As has been widely speculated, The Reserve Bank of Australia isn’t showing any sign of raising interest rates at this time, with the cash rate remaining at 4.75% after their meeting on Tuesday.
According to an estimate in Bloomberg Business week, Australia’s economy is likely to have accelerated by 0.6% in the last quarter – a figure supported by a survey conducted by 15 economists and released by The Australian Bureau of Statistics.
In a recent market update Rolf Schaefer; director of Metropole Financewww.metropolefinance.com.au and winner of the Your Investment Property Magazine Mortgage Broker of the year award said the following:
The main contributors to this growth are expected to come from increased engineering construction and investment, ahead of a renewed mining boom. “With the mining investment story, it’s really the forward pipeline of work again. It’s just massive, it’s going to be a feature for some time yet.” says Westpac senior economist, Mathew Hassan.
A strong economic outlook is no doubt the reason the RBA is showing restraint, despite Australia’s recent floods and cyclones. This is in contrast to what’s happening elsewhere in the world, where central bankers are trying to control inflation with higher interest rates, or by tightening monetary policies.

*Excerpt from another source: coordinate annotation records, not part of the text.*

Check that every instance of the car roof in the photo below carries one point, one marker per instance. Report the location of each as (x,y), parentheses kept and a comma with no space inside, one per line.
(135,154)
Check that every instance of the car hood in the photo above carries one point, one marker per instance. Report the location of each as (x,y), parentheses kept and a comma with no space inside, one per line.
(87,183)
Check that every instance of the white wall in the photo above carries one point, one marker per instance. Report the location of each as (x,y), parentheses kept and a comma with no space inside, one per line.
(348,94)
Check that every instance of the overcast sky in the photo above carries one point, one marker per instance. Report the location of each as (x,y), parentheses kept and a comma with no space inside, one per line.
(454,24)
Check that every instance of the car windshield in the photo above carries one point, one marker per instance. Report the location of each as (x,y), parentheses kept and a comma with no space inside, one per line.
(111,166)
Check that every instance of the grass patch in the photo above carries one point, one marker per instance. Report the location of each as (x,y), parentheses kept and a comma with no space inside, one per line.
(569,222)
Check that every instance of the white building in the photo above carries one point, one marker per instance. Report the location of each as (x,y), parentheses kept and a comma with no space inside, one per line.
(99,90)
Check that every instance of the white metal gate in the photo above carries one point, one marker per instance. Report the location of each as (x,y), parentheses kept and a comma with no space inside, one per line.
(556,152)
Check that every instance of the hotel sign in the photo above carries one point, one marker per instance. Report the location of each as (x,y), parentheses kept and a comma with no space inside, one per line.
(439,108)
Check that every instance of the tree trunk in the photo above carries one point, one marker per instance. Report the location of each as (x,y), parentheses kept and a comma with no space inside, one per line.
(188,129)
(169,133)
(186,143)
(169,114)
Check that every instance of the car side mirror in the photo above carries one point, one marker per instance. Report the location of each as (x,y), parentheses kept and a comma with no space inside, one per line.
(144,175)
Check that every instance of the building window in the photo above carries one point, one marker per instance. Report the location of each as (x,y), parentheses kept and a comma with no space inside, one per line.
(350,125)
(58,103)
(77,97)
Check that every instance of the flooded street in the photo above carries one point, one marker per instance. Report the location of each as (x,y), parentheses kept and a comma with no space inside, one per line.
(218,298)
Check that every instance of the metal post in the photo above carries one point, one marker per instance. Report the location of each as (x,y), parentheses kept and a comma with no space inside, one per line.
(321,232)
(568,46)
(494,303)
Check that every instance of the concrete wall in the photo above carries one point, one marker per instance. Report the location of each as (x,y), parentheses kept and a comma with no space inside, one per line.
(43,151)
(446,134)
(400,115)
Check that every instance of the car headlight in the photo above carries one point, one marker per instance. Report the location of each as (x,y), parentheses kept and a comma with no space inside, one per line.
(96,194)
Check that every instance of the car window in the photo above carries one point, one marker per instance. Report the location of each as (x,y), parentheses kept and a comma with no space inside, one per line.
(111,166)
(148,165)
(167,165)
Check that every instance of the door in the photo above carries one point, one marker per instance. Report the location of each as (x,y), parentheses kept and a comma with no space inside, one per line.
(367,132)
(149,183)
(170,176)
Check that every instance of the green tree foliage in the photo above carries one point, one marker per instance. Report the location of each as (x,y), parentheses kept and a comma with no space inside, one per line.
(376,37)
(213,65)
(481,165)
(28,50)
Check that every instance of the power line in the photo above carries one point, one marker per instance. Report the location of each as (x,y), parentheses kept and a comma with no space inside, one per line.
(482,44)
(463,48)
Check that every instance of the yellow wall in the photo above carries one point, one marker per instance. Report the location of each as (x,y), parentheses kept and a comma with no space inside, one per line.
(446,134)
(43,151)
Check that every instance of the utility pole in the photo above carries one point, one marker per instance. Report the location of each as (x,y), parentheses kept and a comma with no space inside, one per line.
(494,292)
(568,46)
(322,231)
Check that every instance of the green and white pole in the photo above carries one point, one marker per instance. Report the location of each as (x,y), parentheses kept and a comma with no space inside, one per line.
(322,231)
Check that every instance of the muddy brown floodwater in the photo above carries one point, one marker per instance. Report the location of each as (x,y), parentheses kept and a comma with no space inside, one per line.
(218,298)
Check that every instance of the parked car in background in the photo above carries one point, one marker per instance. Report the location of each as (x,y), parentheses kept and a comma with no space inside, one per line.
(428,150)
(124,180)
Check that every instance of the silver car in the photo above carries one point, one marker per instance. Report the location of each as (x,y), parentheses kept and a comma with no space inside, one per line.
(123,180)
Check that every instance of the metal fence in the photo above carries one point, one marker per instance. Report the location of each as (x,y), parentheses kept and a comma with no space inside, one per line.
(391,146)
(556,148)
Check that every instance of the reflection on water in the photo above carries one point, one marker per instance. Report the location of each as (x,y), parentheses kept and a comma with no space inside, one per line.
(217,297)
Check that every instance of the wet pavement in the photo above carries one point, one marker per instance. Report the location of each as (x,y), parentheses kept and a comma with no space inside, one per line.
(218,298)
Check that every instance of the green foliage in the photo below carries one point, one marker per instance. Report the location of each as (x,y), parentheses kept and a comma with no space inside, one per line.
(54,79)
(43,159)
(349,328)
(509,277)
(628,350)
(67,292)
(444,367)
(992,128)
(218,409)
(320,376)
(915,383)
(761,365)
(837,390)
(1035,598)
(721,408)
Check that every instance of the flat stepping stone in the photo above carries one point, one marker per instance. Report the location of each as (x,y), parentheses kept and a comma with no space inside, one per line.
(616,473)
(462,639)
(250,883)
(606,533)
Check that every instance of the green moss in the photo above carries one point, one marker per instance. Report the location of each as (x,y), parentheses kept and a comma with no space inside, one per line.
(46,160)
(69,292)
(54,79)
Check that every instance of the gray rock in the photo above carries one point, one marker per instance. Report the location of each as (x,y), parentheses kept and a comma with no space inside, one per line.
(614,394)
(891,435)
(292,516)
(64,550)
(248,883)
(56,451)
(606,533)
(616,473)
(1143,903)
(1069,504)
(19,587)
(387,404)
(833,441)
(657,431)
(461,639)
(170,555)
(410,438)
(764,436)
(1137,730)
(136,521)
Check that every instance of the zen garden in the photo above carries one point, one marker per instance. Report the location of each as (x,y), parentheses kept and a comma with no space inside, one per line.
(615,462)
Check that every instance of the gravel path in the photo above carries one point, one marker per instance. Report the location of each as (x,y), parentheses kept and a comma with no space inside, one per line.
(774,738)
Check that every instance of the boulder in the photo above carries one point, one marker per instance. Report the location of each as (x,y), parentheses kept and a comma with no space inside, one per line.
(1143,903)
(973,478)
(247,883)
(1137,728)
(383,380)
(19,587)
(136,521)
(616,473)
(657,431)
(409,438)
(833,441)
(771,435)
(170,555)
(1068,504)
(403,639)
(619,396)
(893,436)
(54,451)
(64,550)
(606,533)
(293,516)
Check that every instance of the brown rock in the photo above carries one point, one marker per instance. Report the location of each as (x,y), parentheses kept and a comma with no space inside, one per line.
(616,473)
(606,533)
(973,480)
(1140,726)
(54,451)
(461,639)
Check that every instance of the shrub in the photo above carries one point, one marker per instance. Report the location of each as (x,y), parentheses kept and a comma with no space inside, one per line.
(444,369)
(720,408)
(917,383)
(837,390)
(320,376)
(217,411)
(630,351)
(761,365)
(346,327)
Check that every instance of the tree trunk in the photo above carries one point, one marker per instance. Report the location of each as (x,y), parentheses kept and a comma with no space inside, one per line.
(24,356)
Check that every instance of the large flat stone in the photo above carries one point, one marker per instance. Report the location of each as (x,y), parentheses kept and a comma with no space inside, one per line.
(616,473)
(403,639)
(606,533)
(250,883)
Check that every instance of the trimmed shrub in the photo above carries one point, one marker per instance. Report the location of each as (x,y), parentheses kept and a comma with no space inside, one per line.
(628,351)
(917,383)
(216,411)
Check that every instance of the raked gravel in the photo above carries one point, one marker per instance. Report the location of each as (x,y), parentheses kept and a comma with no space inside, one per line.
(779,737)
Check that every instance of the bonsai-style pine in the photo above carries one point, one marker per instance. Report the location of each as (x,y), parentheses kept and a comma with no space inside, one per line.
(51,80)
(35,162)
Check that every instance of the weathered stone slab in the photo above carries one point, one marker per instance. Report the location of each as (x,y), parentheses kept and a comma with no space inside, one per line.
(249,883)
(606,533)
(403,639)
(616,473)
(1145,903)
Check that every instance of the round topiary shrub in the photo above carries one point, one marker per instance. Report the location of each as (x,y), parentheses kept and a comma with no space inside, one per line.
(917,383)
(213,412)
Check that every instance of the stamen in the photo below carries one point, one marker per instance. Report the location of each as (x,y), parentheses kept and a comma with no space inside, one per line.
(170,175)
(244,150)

Naturally, this is encouraging news for Australian home buyers – Harvey Dale, chief economist of the Housing Industry Association, has stated that economists expect the RBA to keep interest rates on hold until May. “If you have at least a reasonable period of time when rates are on hold, and you have greater competition, then that could provide a boost in confidence and activity for new home building.”
Certainly, the auction market is showing signs of growing in strength this year, although it’s perhaps too early to draw any firm conclusions just yet.
Meanwhile, the major banks appear to be entering a massive marketing war in a bid to attract new customers. Very competitive strategies from some of the major lenders are likely to provoke a similar response from other banks and other mortgage providers.
So, there’s sure to be some good options available for home buyers in 2011.In fact, it’s never been more important to really do your homework before you make any decisions – you might be pleasantly surprised by what finance alternatives you can choose from.